Override the port with MLX_PORT=9000 mlxserve.

Pre-pulled models

Models live in packages/mlx-models.txt:

unsloth/Qwen3.6-27B-MLX-8bit         # primary (~35 GB, 256K ctx, reasoning-tuned)
# mlx-community/Qwen3.6-35B-A3B-8bit # MoE alternative — pull on demand
# mlx-community/Qwen3-Coder-Next-8bit# max tool-call throughput (~85 GB)

Pre-pull the default set in one shot:

bash ~/dotfiles/install/local-llm.sh pull-models

This is opt-in (the default local-llm.sh run only verifies binaries — pulling ~35 GB of models on every bootstrap would be unfriendly). The commented entries are one mlxpull <alias> away.
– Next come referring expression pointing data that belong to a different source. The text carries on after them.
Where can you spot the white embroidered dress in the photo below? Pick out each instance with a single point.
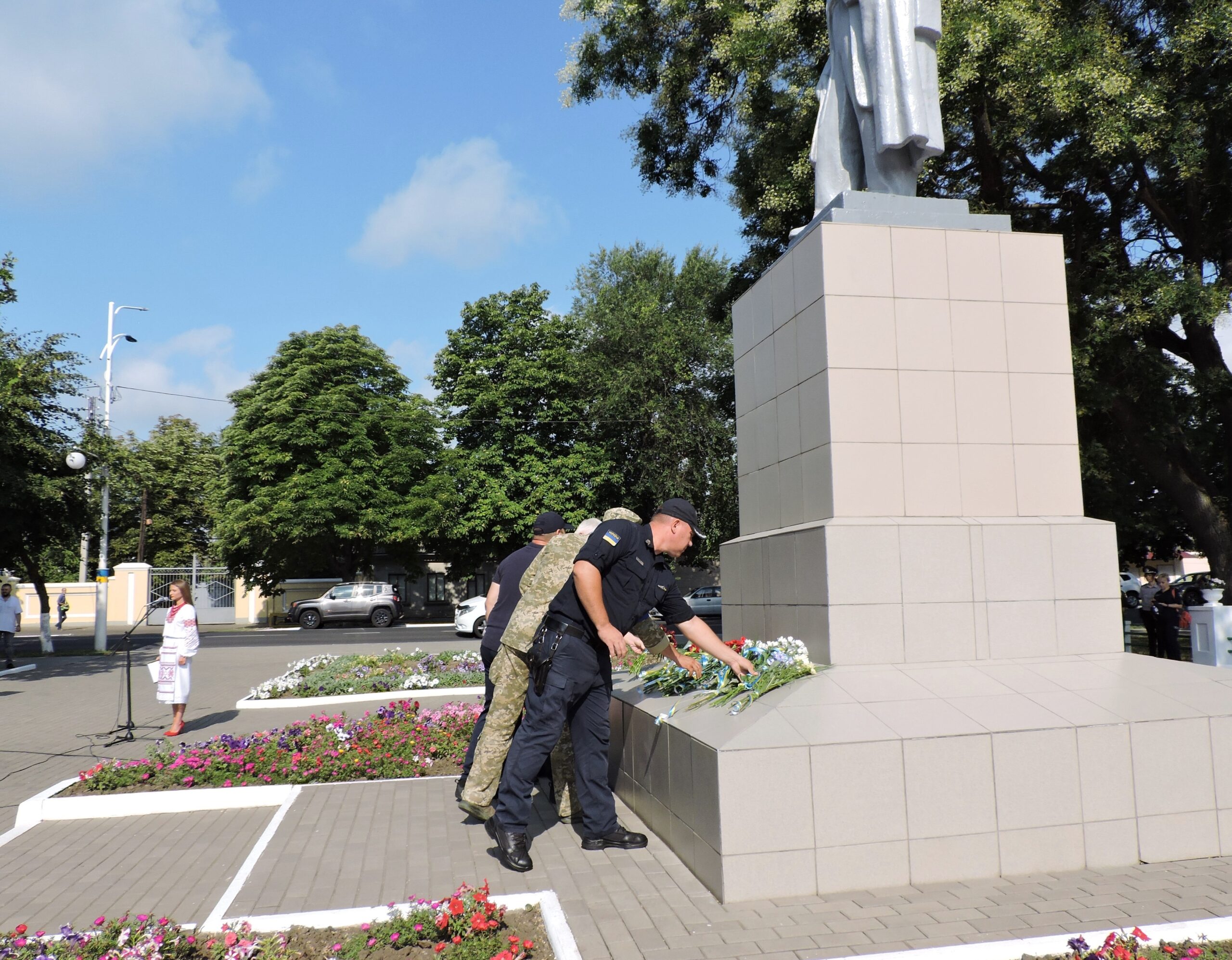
(180, 639)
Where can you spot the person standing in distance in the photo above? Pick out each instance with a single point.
(617, 577)
(503, 597)
(10, 622)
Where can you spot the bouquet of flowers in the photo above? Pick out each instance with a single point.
(779, 662)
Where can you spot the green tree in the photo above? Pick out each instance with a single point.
(175, 467)
(1107, 121)
(46, 505)
(513, 396)
(657, 358)
(327, 457)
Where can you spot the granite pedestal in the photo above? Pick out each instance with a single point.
(911, 508)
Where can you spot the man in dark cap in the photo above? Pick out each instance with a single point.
(502, 598)
(619, 575)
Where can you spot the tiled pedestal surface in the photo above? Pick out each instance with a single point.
(911, 508)
(894, 774)
(909, 453)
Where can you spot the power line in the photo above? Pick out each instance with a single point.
(357, 413)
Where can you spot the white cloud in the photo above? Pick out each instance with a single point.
(462, 206)
(84, 82)
(199, 363)
(417, 363)
(262, 175)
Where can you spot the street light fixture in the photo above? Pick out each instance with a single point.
(100, 604)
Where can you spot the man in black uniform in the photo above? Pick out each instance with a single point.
(503, 597)
(617, 577)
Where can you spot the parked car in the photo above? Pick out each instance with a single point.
(470, 617)
(1198, 589)
(377, 603)
(706, 600)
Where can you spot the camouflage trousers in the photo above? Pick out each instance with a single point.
(511, 675)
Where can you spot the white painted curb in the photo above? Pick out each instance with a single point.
(558, 933)
(153, 802)
(282, 703)
(1215, 928)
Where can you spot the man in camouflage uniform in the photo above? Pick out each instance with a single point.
(511, 673)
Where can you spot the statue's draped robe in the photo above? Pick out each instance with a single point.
(880, 114)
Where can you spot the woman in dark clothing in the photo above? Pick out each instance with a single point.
(1168, 609)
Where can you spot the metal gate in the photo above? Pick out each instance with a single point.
(214, 593)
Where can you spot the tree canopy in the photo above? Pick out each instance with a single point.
(327, 457)
(1109, 122)
(514, 401)
(177, 467)
(46, 499)
(657, 357)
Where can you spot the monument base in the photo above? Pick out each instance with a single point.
(885, 776)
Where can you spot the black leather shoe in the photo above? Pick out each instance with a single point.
(620, 838)
(512, 847)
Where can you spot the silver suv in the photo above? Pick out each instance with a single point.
(377, 603)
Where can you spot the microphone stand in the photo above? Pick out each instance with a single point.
(127, 736)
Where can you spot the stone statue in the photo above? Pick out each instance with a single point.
(880, 115)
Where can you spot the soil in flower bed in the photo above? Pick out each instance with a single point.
(526, 925)
(395, 741)
(463, 926)
(329, 675)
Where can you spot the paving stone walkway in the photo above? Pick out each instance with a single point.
(361, 844)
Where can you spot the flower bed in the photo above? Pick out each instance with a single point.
(329, 675)
(466, 926)
(395, 741)
(779, 662)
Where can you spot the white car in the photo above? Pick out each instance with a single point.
(470, 617)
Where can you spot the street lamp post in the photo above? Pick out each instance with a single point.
(100, 606)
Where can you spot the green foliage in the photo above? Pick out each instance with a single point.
(46, 503)
(1109, 122)
(327, 457)
(513, 397)
(177, 466)
(657, 358)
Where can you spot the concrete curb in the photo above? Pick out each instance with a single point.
(1214, 928)
(282, 703)
(555, 922)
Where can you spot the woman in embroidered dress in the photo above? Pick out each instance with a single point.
(180, 642)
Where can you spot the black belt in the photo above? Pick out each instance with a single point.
(560, 625)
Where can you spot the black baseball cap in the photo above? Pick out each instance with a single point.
(681, 509)
(549, 523)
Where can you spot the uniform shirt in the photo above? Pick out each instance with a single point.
(10, 609)
(509, 576)
(634, 580)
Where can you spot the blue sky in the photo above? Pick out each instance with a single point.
(245, 170)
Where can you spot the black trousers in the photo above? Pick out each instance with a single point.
(1169, 629)
(487, 656)
(578, 693)
(1151, 622)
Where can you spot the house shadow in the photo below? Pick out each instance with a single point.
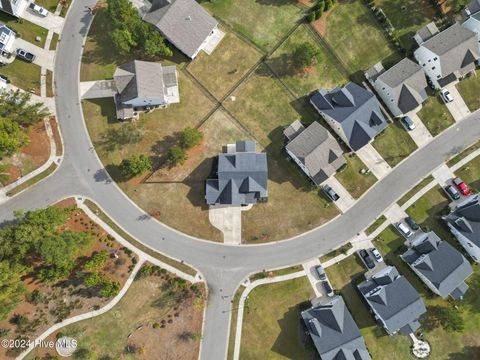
(293, 338)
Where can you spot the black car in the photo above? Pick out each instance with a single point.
(410, 222)
(367, 259)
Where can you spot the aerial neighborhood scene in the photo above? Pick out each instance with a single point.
(240, 179)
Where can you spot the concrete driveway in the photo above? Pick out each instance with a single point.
(49, 22)
(374, 161)
(43, 58)
(420, 134)
(457, 107)
(97, 89)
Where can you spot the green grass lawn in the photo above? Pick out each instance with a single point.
(415, 190)
(470, 90)
(470, 173)
(351, 178)
(25, 29)
(379, 344)
(264, 107)
(231, 60)
(407, 16)
(263, 22)
(435, 115)
(24, 75)
(271, 323)
(394, 144)
(356, 36)
(323, 74)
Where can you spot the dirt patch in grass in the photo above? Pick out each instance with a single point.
(168, 326)
(230, 61)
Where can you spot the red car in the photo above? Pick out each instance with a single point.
(460, 185)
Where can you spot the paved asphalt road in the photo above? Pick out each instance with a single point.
(223, 266)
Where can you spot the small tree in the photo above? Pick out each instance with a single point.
(304, 55)
(176, 155)
(190, 137)
(135, 165)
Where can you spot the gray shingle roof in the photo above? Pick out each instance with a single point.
(318, 150)
(355, 109)
(183, 22)
(333, 330)
(456, 48)
(142, 79)
(393, 299)
(466, 220)
(439, 262)
(242, 177)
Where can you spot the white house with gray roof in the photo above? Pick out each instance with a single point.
(447, 56)
(402, 87)
(352, 112)
(143, 85)
(464, 224)
(314, 150)
(333, 330)
(242, 176)
(439, 265)
(394, 302)
(185, 24)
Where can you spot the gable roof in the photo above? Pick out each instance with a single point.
(439, 262)
(355, 109)
(456, 48)
(393, 299)
(242, 177)
(145, 80)
(333, 330)
(183, 22)
(318, 150)
(466, 220)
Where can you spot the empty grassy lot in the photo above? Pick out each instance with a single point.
(356, 36)
(407, 16)
(435, 115)
(263, 22)
(470, 90)
(222, 69)
(323, 74)
(271, 322)
(351, 178)
(24, 75)
(264, 107)
(394, 144)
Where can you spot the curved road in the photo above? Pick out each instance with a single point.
(223, 267)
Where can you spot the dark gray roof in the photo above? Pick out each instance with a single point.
(242, 177)
(408, 83)
(393, 299)
(355, 109)
(439, 262)
(466, 220)
(333, 330)
(142, 79)
(456, 48)
(318, 150)
(183, 22)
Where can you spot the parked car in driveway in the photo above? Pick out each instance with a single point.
(320, 272)
(38, 9)
(367, 258)
(461, 186)
(452, 192)
(408, 123)
(376, 255)
(25, 55)
(332, 195)
(412, 223)
(446, 96)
HF_HOME is set by .zprofile to $_LOCAL_PLAT/.cache/huggingface, so weights live on scratch when scratch is configured.

Per-tool config

Both coding agents are configured to use localhost:8080/v1 as their default backend on macOS. Each one lives under chezmoi:

ToolDefault configAGENTS file
opencode~/.config/opencode/opencode.json (+ plugin/git-context.ts)~/.config/opencode/AGENTS.md
pi~/.pi/agent/{settings,models}.json (+ themes/dotfiles.json)~/.pi/agent/AGENTS.md

Both AGENTS files (plus Claude’s CLAUDE.md and Codex’s AGENTS.md) include a shared partial — see Agent guidance. Cloud model pins are single-sourced in home/.chezmoidata.toml ({{ .models.opus }} etc.).

Switching to cloud

# opencode — switch agent or model in the TUI
/agent plan                     # plan agent runs Opus
/model anthropic/claude-sonnet-4-6

# pi — Ctrl+L (or /model)
/model anthropic/claude-sonnet-4-6

API keys come from ~/.<service>.env files (written by bash auth.sh), sourced into the shell by ~/.zprofile.

Ollama (fallback)

Installed via Homebrew (brew "ollama"). Managed as a LaunchAgent on macOS — starts at login at http://127.0.0.1:11434. No model fleet is maintained for it; an ad-hoc pull (ollama pull qwen3-coder:30b) is one command away. (The old context-boosted alias machinery was removed — nothing consumed it.)

run_onchange hooks

Trigger fileScript re-run
packages/pip.txtinstall/local-llm.sh (verifies binaries)
home/dot_config/opencode/opencode.json.tmplinstall/opencode.sh (binary check)

chezmoi update after pulling dotfile changes re-verifies the setup.